Update: China’s Growth Dips to Lowest in Nearly Three Decades
China’s economy grew 6.2% year-on-year in the second quarter of 2019, the slowest rate in nearly three decades, despite an uptick in several economic indicators in June, official data showed Monday.
Growth in China’s gross domestic product (GDP) dipped to 6.2% in the second quarter from a 6.4% rise in the previous quarter, marking the lowest rate in available data dating back to the first quarter of 1992, according to data (link in Chinese) from the National Bureau of Statistics (NBS). The reading met the median forecast for the period by economists polled by Bloomberg.
In the first half of this year, China’s GDP grew 6.3% year-on-year, NBS data show.
“The current economic situation remains tough and complicated both at home and abroad with slowing global economic growth, increasing external uncertainties and imbalanced development at home,” NBS spokesperson Mao Shengyong said at a press conference (link in Chinese) on Monday. “Economic growth faces new downward pressure.”
Several major economic indicators improved in June. Fixed-asset investment, a key driver of domestic demand that includes infrastructure investment, increased 5.8% year-on-year in the first half of this year, NBS data show (link in Chinese). The reading was up slightly from 5.6% growth in the first five months and beat the Bloomberg poll of economists’ median forecast of 5.5% growth.
Government-driven infrastructure investment rose 4.1% year-on-year in the first half of this year, up from 4% growth in the first five months, the data showed.
Value-added industrial output, which measures production at factories, mines and utilities, rose 6.3% (link in Chinese) year-on-year in June, up from 5% growth in the previous month.
Retail sales, which include spending by governments, businesses and households, grew 9.8% (link in Chinese) year-on-year in June, up significantly from 8.6% growth in the month before.

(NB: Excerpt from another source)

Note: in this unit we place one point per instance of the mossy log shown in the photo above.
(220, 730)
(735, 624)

The reading marked the highest since March 2018 when the growth rate was 10.1% (link in Chinese).
“Any small improvement in recent data should be more like a blip than a trend,” Larry Hu and Irene Wu, economists with consulting firm Macquarie Capital Ltd., said in a note, citing the softening export and property sectors. They added that this June has three more working days than last June.
Investment in real estate development rose 10.9% from a year earlier in the first half of 2019, down from 11.2% growth in the first five months and marking the lowest rate since the January-to-February period, NBS data showed (link in Chinese).

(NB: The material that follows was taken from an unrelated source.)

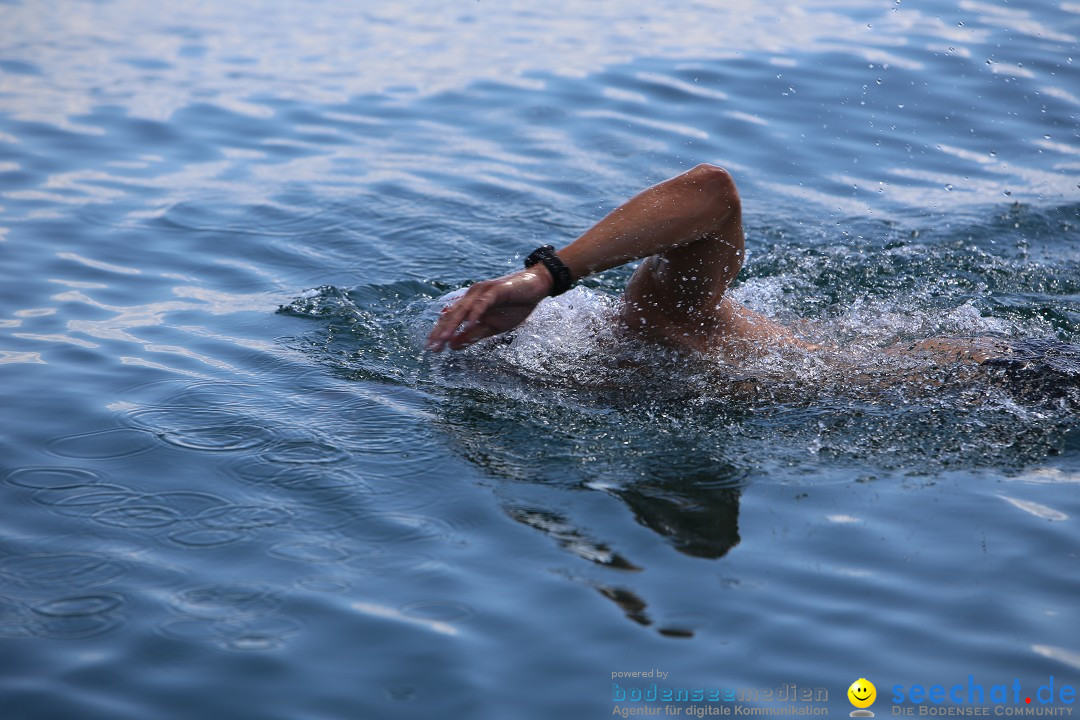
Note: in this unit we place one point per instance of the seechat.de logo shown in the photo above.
(862, 693)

Ideally, authorities should loosen monetary policy, including cutting the benchmark lending rates, “but it’s not going to happen, while policy makers are further tightening the money flows to property developers recently,” Hu and Wu said.

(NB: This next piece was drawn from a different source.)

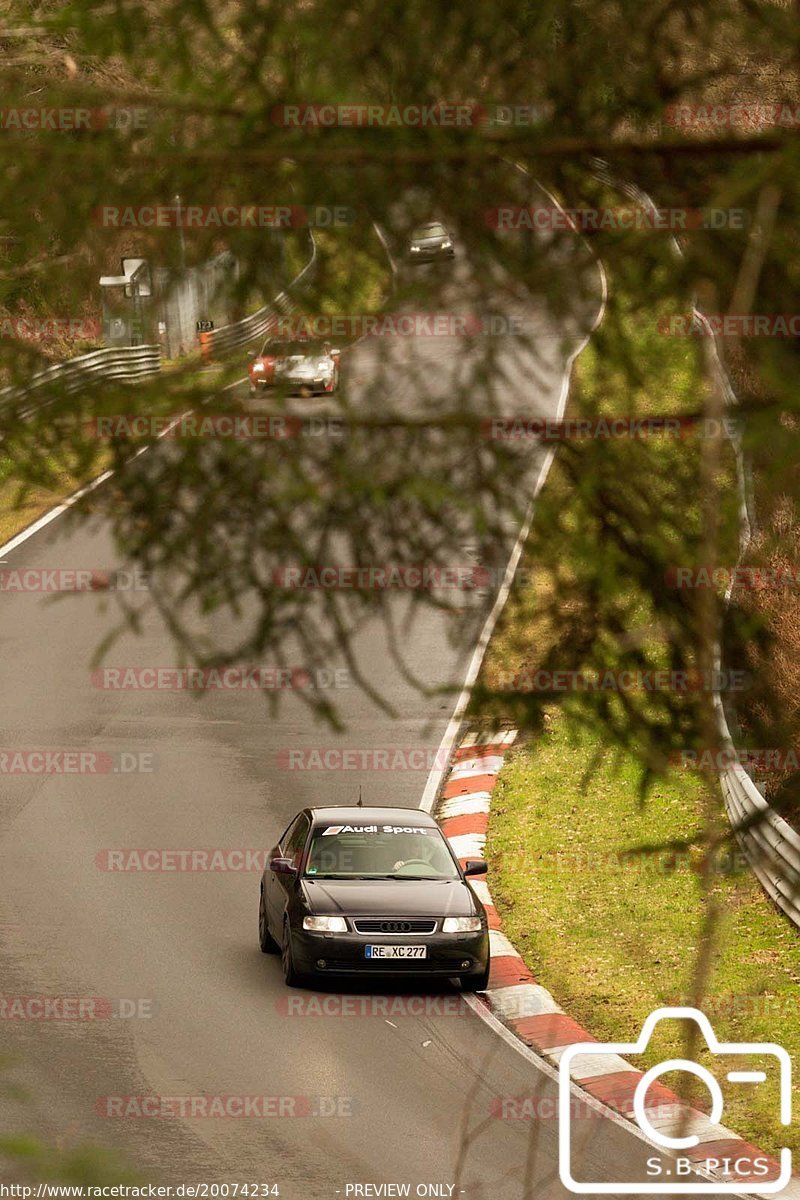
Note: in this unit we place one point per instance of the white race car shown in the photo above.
(304, 365)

Earlier this month, China’s banking regulator ordered several trust companies to ensure no growth in the outstanding amount of their real estate financing business at least through this year’s third quarter, due to concerns about froth in the property market.
Economists with Nomura International (Hong Kong) Ltd. also said that June’s upbeat economic data will be short-lived. “We believe activity data could drop again in the next few months and assign a high probability to an escalation of US/China trade tensions despite the recent agreement to renew trade negotiations,” they said in a note.
In March, China’s government set this year’s annual growth target at 6% to 6.5%. “With GDP growth dipping towards the government’s 6% floor, government policy will remain pro-growth over the remainder of this year and into 2020,” Tom Rafferty, an economist with The Economist Intelligence Unit, said in a note.